Where the Next Ksh 10,000 Should Go
Six months ago, we did a little experiment. Take 10,000 shillings, sprinkle it across three Nairobi Securities Exchange counters; KenGen, Kenya Power, and Kenya Reinsurance and then… do nothing. No clever trading strategies, no insider tips, just buy, sit, and wait.
At the time, the math suggested you’d end up with about 12,081 shillings if everything went according to plan. That was the spreadsheet talking. Yesterday’s closing prices told a different story: the portfolio climbed to 13,595.
Breaking down the Ksh 10,000 Gains
Kengen
KenGen was the reliable one. You put in 4,000 shillings at 7.12 per share, got about 562 shares, and six months later they were worth 9.84 each. Gross value was Ksh 5,530. After transaction costs, the net: Ksh 5,294. This led to a profit of 1,294, a tidy 33%.
Kenya Power
Kenya Power was the drama queen. You bought 283 shares at Ksh 10.60, they closed at Ksh 14.95, and suddenly your Ksh 3,000 had turned into Ksh 4,053 after costs. A Profit of 1,053. That’s 36%. For a company that investors used to treat like a punchline, that’s not bad.
Kenya Re
Kenya Reinsurance was the quiet star. You picked up 1,395 shares at Ksh 2.15, they closed at ksh 3.18, and your Ksh 3,000 became Ksh 4,248 after costs. Profit: 1,248. That’s 43%. Insurance is boring until it isn’t.
Add it all up: 10,000 became 13,595. Profit: 3,595. Return: 36%. The spreadsheet said Ksh 12,081, the market said “hold my beer.”
Where to Put the Next Ksh 10,000
Markets are forward‑looking, so the real question is: where do you put the next 10,000?

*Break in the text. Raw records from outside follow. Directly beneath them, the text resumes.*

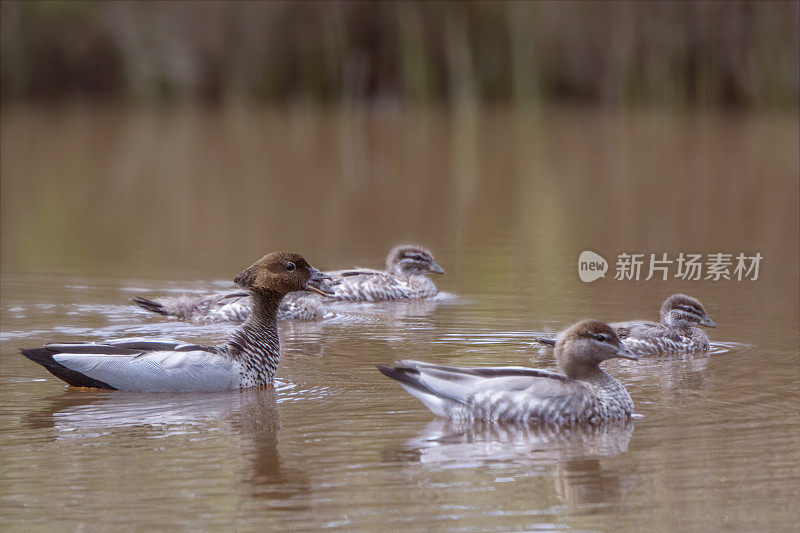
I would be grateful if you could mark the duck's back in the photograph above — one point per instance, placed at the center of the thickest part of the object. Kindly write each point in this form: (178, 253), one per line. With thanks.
(510, 393)
(161, 366)
(645, 337)
(367, 285)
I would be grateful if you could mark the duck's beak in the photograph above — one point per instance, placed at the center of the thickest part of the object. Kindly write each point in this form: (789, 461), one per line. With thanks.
(317, 283)
(707, 322)
(434, 267)
(625, 353)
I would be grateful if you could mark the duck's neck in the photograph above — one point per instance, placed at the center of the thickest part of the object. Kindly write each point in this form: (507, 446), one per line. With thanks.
(255, 343)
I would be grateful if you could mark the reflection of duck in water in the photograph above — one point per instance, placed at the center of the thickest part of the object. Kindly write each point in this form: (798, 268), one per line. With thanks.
(585, 393)
(449, 442)
(677, 332)
(405, 278)
(249, 358)
(185, 425)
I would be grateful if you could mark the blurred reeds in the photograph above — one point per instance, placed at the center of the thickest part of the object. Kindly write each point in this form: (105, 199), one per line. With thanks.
(682, 53)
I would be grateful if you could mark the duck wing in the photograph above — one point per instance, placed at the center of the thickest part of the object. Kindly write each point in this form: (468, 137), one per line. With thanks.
(643, 329)
(367, 285)
(155, 366)
(508, 393)
(213, 308)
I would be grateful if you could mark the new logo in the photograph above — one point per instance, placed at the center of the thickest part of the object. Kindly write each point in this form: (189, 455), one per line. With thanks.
(591, 266)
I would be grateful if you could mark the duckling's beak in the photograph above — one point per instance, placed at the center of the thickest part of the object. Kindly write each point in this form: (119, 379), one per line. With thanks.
(434, 267)
(707, 322)
(625, 353)
(316, 283)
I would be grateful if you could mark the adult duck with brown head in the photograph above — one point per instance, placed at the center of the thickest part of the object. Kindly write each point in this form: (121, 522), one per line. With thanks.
(405, 277)
(584, 393)
(249, 358)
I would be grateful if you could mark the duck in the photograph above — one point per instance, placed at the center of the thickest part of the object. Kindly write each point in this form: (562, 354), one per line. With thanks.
(677, 333)
(584, 393)
(249, 358)
(405, 277)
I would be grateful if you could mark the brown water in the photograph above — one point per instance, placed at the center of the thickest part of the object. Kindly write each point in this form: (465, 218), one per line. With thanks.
(100, 205)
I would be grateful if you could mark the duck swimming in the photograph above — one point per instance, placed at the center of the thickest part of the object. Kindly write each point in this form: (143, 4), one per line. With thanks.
(405, 277)
(584, 393)
(677, 332)
(249, 358)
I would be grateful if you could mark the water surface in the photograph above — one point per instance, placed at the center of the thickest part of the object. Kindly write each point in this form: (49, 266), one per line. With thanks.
(100, 205)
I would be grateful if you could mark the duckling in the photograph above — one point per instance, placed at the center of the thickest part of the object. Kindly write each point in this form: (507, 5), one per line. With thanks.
(405, 277)
(584, 393)
(677, 332)
(249, 358)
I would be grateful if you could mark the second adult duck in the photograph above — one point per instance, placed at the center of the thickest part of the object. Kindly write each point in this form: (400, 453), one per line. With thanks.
(405, 277)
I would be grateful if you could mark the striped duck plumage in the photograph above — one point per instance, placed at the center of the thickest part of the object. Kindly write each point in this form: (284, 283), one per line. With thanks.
(249, 358)
(405, 277)
(676, 333)
(583, 394)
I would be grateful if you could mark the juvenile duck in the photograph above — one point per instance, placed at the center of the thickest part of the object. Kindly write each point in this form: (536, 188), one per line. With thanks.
(405, 277)
(677, 332)
(249, 358)
(585, 393)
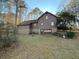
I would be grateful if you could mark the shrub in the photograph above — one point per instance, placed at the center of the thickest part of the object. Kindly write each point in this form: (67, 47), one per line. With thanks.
(70, 35)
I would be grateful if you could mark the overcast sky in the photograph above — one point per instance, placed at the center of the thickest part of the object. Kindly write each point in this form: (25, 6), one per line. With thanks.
(45, 5)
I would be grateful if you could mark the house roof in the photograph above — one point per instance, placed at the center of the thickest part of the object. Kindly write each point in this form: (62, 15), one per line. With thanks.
(34, 21)
(47, 13)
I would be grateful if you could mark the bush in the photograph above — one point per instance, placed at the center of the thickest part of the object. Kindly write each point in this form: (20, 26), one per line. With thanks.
(70, 35)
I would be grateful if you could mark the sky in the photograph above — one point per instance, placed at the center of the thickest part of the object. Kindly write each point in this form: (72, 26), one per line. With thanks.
(44, 5)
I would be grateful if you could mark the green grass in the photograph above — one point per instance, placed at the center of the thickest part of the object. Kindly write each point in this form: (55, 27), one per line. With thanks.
(44, 47)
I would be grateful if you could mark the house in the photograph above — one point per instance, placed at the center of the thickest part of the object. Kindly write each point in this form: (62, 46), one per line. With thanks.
(46, 23)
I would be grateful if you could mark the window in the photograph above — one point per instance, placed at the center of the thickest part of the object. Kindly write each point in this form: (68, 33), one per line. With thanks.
(46, 17)
(41, 23)
(34, 24)
(52, 23)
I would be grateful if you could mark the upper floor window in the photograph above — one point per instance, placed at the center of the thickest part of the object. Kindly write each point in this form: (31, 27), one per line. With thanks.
(46, 17)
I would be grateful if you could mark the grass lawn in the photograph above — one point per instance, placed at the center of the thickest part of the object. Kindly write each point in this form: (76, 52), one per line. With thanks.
(44, 47)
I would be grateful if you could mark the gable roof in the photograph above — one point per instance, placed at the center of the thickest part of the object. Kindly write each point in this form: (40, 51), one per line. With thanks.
(35, 21)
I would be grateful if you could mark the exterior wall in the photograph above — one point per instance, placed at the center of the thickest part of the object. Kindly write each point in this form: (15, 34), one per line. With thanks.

Kenya Reinsurance still looks undervalued. At 3.18, the price doesn’t reflect the company’s fundamentals. With a target of 4.50, balance sheet resilience and dividend history suggest more upside. A 4,000 shilling allocation could grow to about Ksh 5,400 net.
I&M Bank is another play. Trading at 45.00, below book value, it’s basically selling for less than the bricks cost. With a target of 60.00, strong capital adequacy and regional expansion plans make this a classic value investor’s pick. A 6,000 shilling allocation could grow to about Ksh 7,600 net.

These projections are neat, tidy, and look great in a chart. But markets are not neat, tidy, or chart‑friendly. Infact, they are moody. They move for reasons that make sense only after the fact or sometimes not at all. So yes, the math says 13,060, but the market might just shrug and say “nah.” In other words: don’t confuse arithmetic with certainty.